Third Delegate to the Salvadoran Presidency
- In office July 1, 1977 – October 15, 1979

Personal details
- Born: Gabriel Oswaldo de Jesús Montenegro Gutiérrez October 15, 1925 Santa Ana, El Salvador
- Died: July 9, 2014 (aged 88) San Salvador, El Salvador.
- Spouse: Hilda Palomo Salazar
- Children: Five
- Parent(s): Gabriel Montenegro Soberón and Eva Gutiérrez
- Alma mater: Purdue University
- Profession: Chemist; Entrepreneur; Politician;

= Gabriel Montenegro Gutiérrez =

Salvadoran politician (1925–2014)

Gabriel Oswaldo de Jesús Montenegro Gutiérrez was a chemist, entrepreneur, and politician from El Salvador. He was also Secretary of the International Society of Naturopathic Physicians under Arthur Schramm (President), During the presidency of Carlos Humberto Romero He was fourth in line for the position of President of El Salvador.

==Early life and family==
Gabriel Montenegro Gutiérrez was born in Santa Ana, El Salvador to Gabriel Montenegro Soberón, a Guatemalan immigrant, and Eva Gutiérrez from Santa Ana, El Salvador.
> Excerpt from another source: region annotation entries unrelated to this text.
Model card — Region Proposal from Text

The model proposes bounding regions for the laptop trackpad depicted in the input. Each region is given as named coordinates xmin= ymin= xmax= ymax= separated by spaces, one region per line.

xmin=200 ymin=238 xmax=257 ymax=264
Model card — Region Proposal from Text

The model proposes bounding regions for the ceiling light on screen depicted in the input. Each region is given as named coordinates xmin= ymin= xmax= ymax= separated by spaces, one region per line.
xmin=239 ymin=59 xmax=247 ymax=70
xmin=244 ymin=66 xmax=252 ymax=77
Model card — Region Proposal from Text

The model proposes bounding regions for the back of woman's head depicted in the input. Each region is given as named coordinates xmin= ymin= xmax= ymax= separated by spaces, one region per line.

He married Hilda Palomo Salazar, a Salvadoran socialite, daughter of Manuel Palomo Trabanino and María Elda Salazar Iraheta. The former was the eldest son of Dr. Manuel Palomo Cuellar, one of the founders of the Salvadoran Red Cruz, and Angela Trabanino González. Angela was the eldest daughter of José Antonio González Portillo, the mayor of Santa Tecla, El Salvador who served several terms. José Antonio was the right hand of his brother, Santiago González Portillo, President of El Salvador (15 April 1871 – 1 February 1876), and, the later, María Elda Salazar Iraheta, a first cousin of the famous Salvadoran artists Salarrue and Toño Salazar, since she was a daughter Estaban Salazar Angulo and Matilde Iraheta, a daughter of the Salvadoran War Hero, General Francisco Iraheta Larreta.

Gabriel and Hilda had five sons: Ricardo Francisco Javier, Gabriel Ernesto, Fernando Rafael, José Eduardo and, Raul Antonio.

==Education==
After completing his formative years in El Salvador, He continued his education in Purdue University.